A standardized single-cell test bench for PEM electrolyzers offers numerous advantages and applications that significantly contribute to the advancement and optimization of this technology.

A key advantage of such a test bench is the comparability of results. By using standardized testing methods and protocols, research institutions and manufacturers can directly compare their results. This promotes collaboration and exchange of knowledge, thereby accelerating innovation processes in the development of PEM electrolyzers. The parallel execution of test sequences enables efficient and reliable testing of systems.

Moreover, the single-cell test bench plays a key role in quality control. Manufacturers can test the performance and reliability of their products before mass production. Precise characterization of individual cells allows for the early identification and correction of potential weaknesses, resulting in higher product quality and lower failure rates. The use of DiLiCo Hydrogen Cell Test Systems for managing testing and validation systems supports the sequencing and parallelization of test steps.

In research and development, the test bench allows for the targeted investigation of new materials and concepts. Researchers can study the effects of different operating conditions and material combinations on the performance and lifespan of the cells. This is particularly important for developing new, more efficient catalysts and membranes that can improve the efficiency and longevity of PEM electrolyzers. The robust automated test and validation systems ensure reliable validation of test results.

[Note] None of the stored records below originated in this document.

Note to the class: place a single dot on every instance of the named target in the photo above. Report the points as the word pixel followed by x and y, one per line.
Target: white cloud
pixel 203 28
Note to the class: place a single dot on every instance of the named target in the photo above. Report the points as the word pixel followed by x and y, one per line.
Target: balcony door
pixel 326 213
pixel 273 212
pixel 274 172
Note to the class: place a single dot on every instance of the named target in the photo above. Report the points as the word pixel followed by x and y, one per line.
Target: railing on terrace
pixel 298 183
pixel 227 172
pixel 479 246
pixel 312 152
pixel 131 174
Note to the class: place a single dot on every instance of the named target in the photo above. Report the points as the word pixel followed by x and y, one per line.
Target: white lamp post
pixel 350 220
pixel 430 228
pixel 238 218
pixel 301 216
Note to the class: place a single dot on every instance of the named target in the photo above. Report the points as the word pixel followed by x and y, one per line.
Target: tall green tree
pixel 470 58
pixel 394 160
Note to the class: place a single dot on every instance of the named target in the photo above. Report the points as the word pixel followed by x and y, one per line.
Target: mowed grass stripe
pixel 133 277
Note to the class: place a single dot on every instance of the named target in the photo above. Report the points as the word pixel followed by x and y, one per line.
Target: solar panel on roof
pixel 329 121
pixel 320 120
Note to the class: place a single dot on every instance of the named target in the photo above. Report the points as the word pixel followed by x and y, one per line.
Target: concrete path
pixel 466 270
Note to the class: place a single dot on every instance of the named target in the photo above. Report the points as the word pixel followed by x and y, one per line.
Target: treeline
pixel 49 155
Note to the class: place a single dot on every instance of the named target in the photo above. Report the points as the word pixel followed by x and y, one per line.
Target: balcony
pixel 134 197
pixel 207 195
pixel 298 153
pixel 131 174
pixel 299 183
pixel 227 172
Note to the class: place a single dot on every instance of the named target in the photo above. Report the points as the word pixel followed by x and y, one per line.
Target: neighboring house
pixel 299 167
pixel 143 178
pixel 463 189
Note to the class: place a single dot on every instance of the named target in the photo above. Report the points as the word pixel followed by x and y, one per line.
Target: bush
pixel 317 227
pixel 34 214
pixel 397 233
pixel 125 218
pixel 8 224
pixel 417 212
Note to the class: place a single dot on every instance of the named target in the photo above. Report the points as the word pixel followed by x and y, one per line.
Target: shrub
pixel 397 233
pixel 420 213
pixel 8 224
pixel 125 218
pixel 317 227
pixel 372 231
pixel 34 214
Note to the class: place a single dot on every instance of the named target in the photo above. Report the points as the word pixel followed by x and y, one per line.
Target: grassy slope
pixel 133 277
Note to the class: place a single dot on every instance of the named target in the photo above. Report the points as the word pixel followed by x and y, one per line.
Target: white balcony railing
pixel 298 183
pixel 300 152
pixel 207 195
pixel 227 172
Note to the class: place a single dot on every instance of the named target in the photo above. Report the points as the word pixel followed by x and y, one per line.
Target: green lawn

Validation of Test Results

Another advantage is the ability to perform detailed long-term and degradation tests. By simulating real operating conditions and monitoring the cells over extended periods, researchers can better understand degradation mechanisms and develop strategies to extend lifespan. This is crucial for the economic viability and acceptance of the technology.

Additionally, the standardized single-cell test bench allows for the execution of dynamic tests. These are important to assess the cells' robustness against load changes and start-stop cycles, which are inevitable in real-world operations. The results of these tests contribute to the development of control strategies that maximize the efficiency and stability of PEM electrolyzers in practical use.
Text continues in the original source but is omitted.